You made huge personal sacrifices to be a mother, so enjoy it! We always wonder about what we don't have, but we shouldn't let that spoil what we DO have. And there is always adoption if you think adding to your family is really what you're called to do. s
post #24 of 25
I couldn't read this and not send you hugs. I never got as far along in conceiving as you did, but I do know what it's like to have your body betray you. We had to go the adoption route, and love our son so much we were considering doing it again. We really want him to have a sibling, so that, as you said, he's not alone once DH and I are gone. But I'm not all that young (over 40) and I'm not so sure it's the right thing to do.

When I weigh the pros and cons, I realize that DS (while still very young) is extremely social. He won't be alone. He'll definitely have friends, and hopefully a wife and family of his own by the time we die. I have several friends who have siblings (one who has EIGHT) and when their mothers became terminally ill, only one sibling bore the brunt. Even the one with 8 sibs did most of the work herself. No one wanted to step up. Everyone had an excuse. So giving your daughter a sibling doesn't guarantee either one of them sibling support in their adult lives.

I have one sister. I love her very much. We wouldn't be friends if we weren't related. We have NOTHING in common. When I talk to her on the phone, I hear nothing but what her poodle is wearing. Nothing about her life. I have no idea who her friends are, what her job is like, or whether she's dating anyone. When my mom needed someone to help her clean out my grandfather's apartment, my sister volunteered. I thought it would be great for the three of us to go together, one last time, to "Grandma's house." As soon as my sister found out I got time off to go too, she bailed. She decided she'd rather save her vacation days for a trip to Hawaii with her friends. (She had enough to do both... We only took 2 days.) I can see how it's going to be when my parents die. I live close to them, she doesn't. It's all me. I'm ready for it, but it makes me sad.

Also, my dad was an only child and LOVED it. He grew to be a very independent, very social, funny man. I'm hoping my son will do the same. If you daughter at 8 years old is saying she doesn't want/need a sibling, I'd definitely consider that in the decision.

I hope you can find peace with all that you've been through. It sounds very stressful and very painful and maybe you are depressed, maybe you're not. Maybe it's a hormone imbalance. Maybe it's just overwhelming to think about all of this! (I know it is for me...)

Many many hugs to you and your family.
post #25 of 25
Thread Starter 
Thank you MDC mamas. You really know what to say . I am feeling better. I tend to get all wrapped up in my head and need clear-thinking people to pull me out. I can't talk to anyone about this issue IRL because my friends and family think I am crazy for being sad not to have another, as being pg almost killed me.

I am realizing that I really am grieveing a number of things . . . my health and my mother's . . . and the fact that it's hitting me that I really will never have another baby. That really is very, very sad. I am one of those rare moms who LOVED the infant and toddler years, and to know I'll never go through that again is so hard. Of course, if I had had another baby 4 years ago (which is when I should have done it, if I were going to), it would be over now anyway .

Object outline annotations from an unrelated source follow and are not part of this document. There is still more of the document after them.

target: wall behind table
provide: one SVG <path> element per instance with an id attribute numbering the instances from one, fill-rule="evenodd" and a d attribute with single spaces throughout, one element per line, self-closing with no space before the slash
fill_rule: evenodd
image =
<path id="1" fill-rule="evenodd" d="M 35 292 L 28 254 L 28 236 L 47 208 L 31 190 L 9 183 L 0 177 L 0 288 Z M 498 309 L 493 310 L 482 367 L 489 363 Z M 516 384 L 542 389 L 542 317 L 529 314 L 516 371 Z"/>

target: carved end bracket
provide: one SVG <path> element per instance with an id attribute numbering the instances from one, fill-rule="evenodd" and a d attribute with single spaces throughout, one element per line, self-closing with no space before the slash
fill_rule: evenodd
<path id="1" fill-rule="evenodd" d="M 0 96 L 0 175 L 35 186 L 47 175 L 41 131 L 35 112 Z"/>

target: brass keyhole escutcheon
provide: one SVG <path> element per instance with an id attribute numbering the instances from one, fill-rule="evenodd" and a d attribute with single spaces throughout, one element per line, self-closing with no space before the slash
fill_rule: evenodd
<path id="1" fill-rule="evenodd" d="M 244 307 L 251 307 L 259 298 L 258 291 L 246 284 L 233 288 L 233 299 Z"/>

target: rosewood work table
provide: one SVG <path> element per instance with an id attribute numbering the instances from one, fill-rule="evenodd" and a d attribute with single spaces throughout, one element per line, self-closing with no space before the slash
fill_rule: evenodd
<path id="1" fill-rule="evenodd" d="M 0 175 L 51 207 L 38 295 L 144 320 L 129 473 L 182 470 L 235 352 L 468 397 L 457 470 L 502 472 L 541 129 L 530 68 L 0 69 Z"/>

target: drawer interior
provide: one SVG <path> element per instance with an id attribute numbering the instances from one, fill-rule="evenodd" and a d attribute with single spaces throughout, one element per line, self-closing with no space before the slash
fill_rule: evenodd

I know DD will be OK. She does have two cousins (who will be her only two cousins as well). My sister is moving to one of my favorite towns in the world sometime this year, which is an hour from me. I'm tossing around the idea of talking DH and DD into moving there too when she does . . . that would be really nice, and the idea makes me really happy. My sister and I are very close, so it would be like giving DD a little brother and sister, in a way, if we lived closer. And if we don't move (I know DD and DH will be against the idea), they'll still see each other as much as they do now, which is once a month or so.